Sawppy’s original servo horns came with tiny screws, which tended to pull out of the plastic servo horn. The bill-of-materials suggests to use a longer screw, but McMaster wouldn’t ship to Canada for personal orders… and sourcing a local part proved too difficult (or expensive).
I initially decided to go without, and used the screws that came with the LX-16A servo motors for Start. During assembly, it seemed quite obvious that there wasn’t enough grab in these screws, so I ordered aluminum 25-tooth servo horns from Amazon.
I left the original screws in at first, since I already had everything assembled… but after a few driving sessions with the finished rover, it became obvious that these screws were going to be a problem.
The original Sawppy coupler wouldn’t work with my metal servo horns, because they have a 4-hole pattern, tapped for M3 screws. I would need to modify the holes from the original part for these much larger screws.
The main issues I had to solve in my replacement part were:
- the footprint of an M3 screw is wider than the original’s screws
- the 8mm shaft that this is coupling to significantly limits the space available for the screws
- the wall between the threaded insert and the screw holes is very thin
- all the M3 screws I had were rather long, so the coupler needed to “use up” a large portion of the screw’s length
I’m not going to try to document the whole CAD design process here. I’ve gotten pretty comfortable with OnShape - the web-based CAD design suite that Sawppy was built in - so I didn’t have too much difficulty turning my idea into a working part.
Really, the most challenging part of this design was that there are so many holes in such a tight space, that every dimensional constraint has a risk of overlapping with another.
If the top holes that allow for the screw head are any narrower, then the head wouldn’t fit. If the same part of the hole were any deeper, then it would intersect with the sideways hole for the thread insert.

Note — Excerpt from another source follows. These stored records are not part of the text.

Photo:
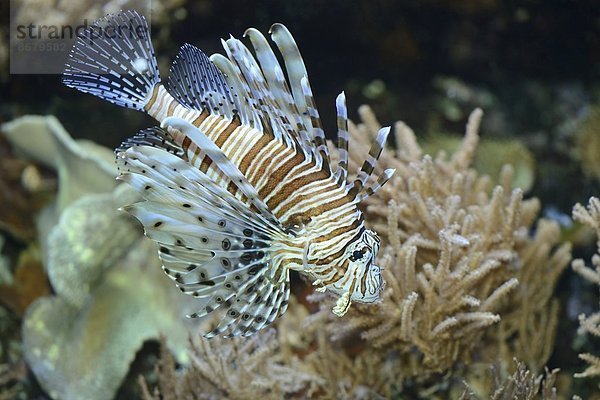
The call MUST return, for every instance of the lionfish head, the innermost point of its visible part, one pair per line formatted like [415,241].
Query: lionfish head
[361,254]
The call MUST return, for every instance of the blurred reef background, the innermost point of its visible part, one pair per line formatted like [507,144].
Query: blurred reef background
[513,312]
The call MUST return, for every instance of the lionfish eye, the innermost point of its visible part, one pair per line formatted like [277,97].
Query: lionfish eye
[356,255]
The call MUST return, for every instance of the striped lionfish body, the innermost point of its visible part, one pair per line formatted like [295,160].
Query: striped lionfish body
[237,181]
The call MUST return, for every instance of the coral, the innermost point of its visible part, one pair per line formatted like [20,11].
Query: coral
[292,362]
[588,142]
[521,385]
[589,324]
[234,369]
[457,259]
[491,156]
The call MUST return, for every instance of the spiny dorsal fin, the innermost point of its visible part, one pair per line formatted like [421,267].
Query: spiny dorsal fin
[198,84]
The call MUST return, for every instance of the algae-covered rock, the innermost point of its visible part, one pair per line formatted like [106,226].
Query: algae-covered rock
[90,237]
[110,293]
[85,352]
[82,167]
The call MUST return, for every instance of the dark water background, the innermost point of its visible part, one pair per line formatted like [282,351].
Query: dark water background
[538,60]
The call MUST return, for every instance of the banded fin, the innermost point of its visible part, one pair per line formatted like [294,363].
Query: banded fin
[154,137]
[358,187]
[120,67]
[212,245]
[342,139]
[274,120]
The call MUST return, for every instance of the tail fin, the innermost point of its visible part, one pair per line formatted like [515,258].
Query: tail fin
[114,60]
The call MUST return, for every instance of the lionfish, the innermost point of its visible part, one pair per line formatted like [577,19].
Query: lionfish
[237,181]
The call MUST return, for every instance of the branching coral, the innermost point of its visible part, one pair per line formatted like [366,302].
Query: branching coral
[589,324]
[521,385]
[233,369]
[457,258]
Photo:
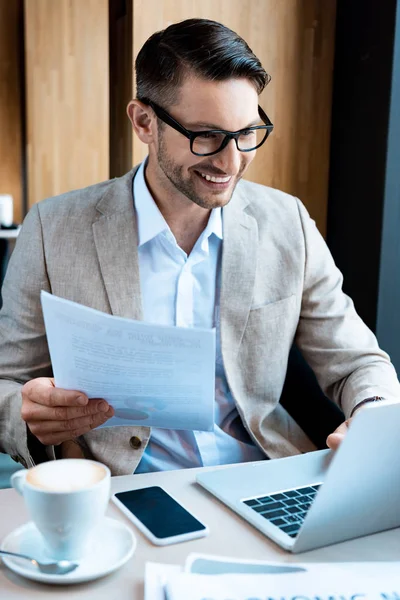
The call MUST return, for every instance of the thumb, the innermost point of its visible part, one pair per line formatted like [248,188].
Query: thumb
[334,440]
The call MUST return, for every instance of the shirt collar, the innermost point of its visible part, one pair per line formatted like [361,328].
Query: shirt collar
[149,218]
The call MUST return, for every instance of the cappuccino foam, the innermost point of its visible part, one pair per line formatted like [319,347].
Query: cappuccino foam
[67,475]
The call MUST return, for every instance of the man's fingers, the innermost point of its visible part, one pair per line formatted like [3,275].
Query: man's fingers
[49,434]
[334,440]
[38,412]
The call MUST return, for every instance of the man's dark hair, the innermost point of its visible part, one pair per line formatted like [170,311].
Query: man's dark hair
[205,48]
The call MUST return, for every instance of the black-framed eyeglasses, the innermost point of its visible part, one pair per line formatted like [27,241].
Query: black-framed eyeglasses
[206,143]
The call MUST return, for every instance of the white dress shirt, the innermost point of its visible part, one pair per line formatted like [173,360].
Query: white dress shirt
[183,290]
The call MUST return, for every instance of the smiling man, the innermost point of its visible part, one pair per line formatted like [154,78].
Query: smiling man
[182,240]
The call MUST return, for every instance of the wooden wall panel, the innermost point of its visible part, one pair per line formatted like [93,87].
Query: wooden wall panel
[67,89]
[10,104]
[121,74]
[295,41]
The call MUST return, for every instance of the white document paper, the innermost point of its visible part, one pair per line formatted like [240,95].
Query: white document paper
[355,581]
[152,375]
[156,576]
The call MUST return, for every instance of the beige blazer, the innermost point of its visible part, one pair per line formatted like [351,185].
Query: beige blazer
[278,284]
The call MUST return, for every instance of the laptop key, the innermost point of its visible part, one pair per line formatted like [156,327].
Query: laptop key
[253,502]
[291,502]
[293,519]
[278,522]
[306,490]
[294,509]
[265,499]
[304,500]
[272,506]
[292,494]
[290,528]
[278,496]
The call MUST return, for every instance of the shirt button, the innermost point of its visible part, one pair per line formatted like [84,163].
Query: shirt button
[135,442]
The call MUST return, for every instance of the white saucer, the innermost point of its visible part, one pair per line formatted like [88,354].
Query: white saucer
[112,544]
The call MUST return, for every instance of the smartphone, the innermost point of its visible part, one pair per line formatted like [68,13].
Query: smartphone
[161,518]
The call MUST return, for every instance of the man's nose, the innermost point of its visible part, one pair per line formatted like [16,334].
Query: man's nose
[228,159]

This crowding is not significantly worse in my version than the original was. I had noticed this in practice with the original… If the threaded insert was not inserted perfectly straight, it would warp the screw holes. This sometimes made the screws difficult to install.

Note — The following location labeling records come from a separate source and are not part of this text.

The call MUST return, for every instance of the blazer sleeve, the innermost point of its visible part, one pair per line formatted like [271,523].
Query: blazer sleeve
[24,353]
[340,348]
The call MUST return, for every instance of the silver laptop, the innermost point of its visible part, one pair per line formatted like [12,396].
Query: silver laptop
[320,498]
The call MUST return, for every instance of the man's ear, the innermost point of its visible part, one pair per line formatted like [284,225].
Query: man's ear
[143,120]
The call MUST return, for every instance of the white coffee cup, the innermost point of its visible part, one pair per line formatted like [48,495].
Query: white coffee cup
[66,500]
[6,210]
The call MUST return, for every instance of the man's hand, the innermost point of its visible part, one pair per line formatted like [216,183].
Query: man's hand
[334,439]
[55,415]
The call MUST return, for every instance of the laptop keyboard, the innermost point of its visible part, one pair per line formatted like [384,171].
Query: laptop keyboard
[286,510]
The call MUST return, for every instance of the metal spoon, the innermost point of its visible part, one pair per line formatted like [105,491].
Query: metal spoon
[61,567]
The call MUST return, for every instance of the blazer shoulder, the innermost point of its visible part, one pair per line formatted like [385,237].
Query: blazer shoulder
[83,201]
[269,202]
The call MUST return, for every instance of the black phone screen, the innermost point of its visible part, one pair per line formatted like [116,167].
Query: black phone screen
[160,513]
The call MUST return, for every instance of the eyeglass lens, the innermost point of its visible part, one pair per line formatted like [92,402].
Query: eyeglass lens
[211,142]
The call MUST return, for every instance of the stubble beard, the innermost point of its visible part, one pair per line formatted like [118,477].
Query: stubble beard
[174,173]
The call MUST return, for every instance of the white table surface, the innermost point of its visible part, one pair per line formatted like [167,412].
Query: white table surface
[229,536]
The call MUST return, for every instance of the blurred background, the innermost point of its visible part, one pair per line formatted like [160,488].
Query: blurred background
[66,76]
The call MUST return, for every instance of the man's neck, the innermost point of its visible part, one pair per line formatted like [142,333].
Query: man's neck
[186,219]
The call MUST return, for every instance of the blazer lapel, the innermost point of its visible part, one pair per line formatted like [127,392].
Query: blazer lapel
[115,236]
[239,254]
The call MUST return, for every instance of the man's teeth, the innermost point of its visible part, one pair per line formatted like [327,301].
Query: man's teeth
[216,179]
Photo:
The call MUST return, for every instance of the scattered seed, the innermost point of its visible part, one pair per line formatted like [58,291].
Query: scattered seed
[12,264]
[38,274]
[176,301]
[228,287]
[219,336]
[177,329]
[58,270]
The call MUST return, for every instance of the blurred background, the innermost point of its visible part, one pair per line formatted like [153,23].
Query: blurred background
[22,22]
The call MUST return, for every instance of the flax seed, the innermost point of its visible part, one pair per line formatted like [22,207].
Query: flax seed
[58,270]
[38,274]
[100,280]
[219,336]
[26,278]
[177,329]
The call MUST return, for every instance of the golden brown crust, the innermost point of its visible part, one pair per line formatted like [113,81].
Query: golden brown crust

However, this risk of the head holes overlapping significantly with the insert does mean there is a minimum length for the screw, or it won’t reach the threads in the horn.

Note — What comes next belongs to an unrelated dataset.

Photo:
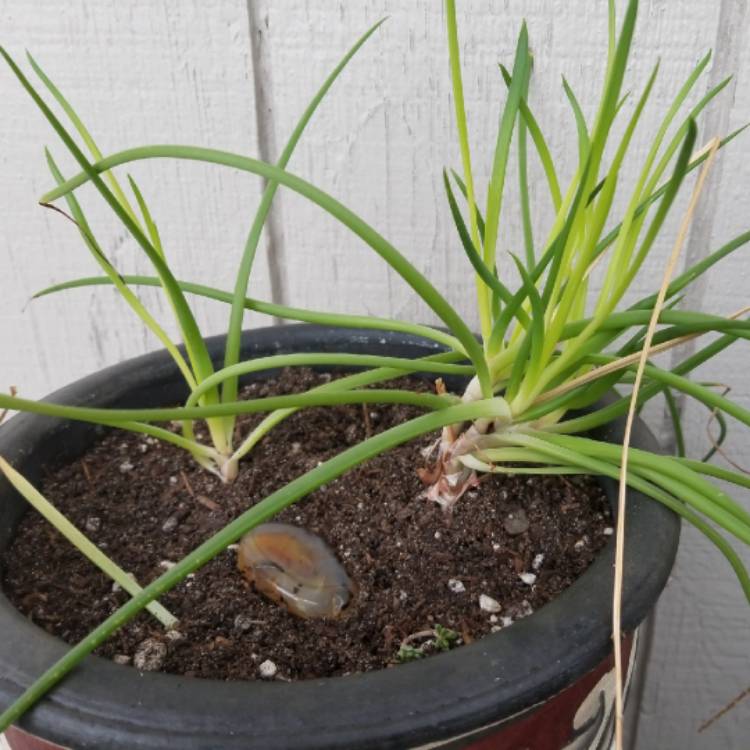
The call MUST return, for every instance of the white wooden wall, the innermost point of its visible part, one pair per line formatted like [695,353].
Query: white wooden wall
[236,75]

If the center hole for the shaft were smaller, the shaft wouldn’t fit. So I had to live with the unsightly intersection between the holes for the screw head and the shaft. Fortunately this seems to be mostly a cosmetic issue, and shouldn’t affect the performance of the part.
The screws that came with the metal servo horn were pretty much the perfect length for this application. I’m not a big fan of phillips heads because they strip easily, so the design accomodates the hex socket screws that I used for the rest of the rover.
The socket headed screws actually look very nice. They sit flush with the top, which I hadn’t actually planned for, but was very pleased with. But the 8mm screws are a tiny bit short, so only a little bit of the threads grab into the horn.
Overall, I am very happy with the results for this part, and I’m looking forward to seeing how they perform while the rover is driving around.